Undefined behavior in C is a reading error
Many people with deep experience in C have experience with avoiding nasal demons. I have warned C programmers about nasal demons. Creators of post-C programming languages have used the threat of nasal demons as a reason to prefer their own wares.
Nasal demons weren’t real. The C standard at the time gave a range of permissible responses to UB, all of which were entirely reasonable.
Old-school blogging, retro computers, and decentralisation
I love my old computers, but as Andre Garzia points out it’s hard to use them on the interwebs. That’s not (for the most part) because the media is too complex: obviously my Amiga is not going to broadcast to Twitch but the only reason it can’t manage this mailing list is because the cryptographic algorithms haven’t been backported to let it connect to a recent HTTPS server. So, Andre says, decouple the service from HTTPS.

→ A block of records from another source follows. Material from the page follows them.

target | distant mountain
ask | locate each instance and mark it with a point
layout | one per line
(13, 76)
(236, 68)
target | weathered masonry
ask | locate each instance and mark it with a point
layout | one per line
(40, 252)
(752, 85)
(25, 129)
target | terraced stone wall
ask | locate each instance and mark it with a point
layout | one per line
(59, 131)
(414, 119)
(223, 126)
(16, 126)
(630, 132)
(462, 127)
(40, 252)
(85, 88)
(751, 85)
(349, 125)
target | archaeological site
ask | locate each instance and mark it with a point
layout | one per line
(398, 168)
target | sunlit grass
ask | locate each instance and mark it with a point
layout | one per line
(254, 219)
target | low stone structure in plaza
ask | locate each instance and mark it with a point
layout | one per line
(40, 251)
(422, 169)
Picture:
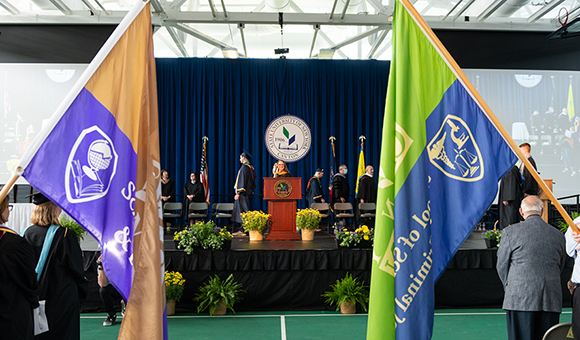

Back in the early days of the web, most RPC services available over HTTP were also shared over something else: IIOP for example. Email used to be accessible via a choice of protocols: webmail over HTTP, IMAP, or POP (my university mail service additionally supported NNTP). If we get back out of thinking “internet means HTTPS”, how many more computers, and people, can we reach?
“Batteries-Included” vs “Bloated”
There's an interesting trade-off being explored here: if a platform does everything then it is seen as heavyweight and bloated; if it doesn't do something then it is missing that key feature.
The Python language has gone through an evaluation of this trade-off. Originally it was batteries included: anything you wanted to do in Python was available in the standard library. Over time, bits of this standard library became unmaintained, or no longer represented best knowledge of the domain, and tying updates to releases of Python slowed down fixes to these important parts. Therefore “dead batteries” are being removed to slim down the standard library and help programmers find supported third-party libraries.
The linked article though is about web browsers: browsers are basically all-bloat because they are a small SGML document viewer with a very large application runtime attached. Browser apps are an acknowledgment that none of the pre-internet platform vendors managed the transition to an all-online world well enough to “win” the platform wars: a second system was needed to paper over the cracks.
DORA Metrics: the Right Answer to measuring engineering team performance
“What metrics should I use to measure my engineering team’s performance?” Believe it not, there is a Right Answer: the so-called DORA metrics.
Those metrics are: deployment frequency; lead time for changes; change failure rate; and mean time to recovery. I remind you that “our highest priority is to satisfy the customer through early and continuous delivery of valuable software”, and note that this set of metrics only measures rate and success of delivery.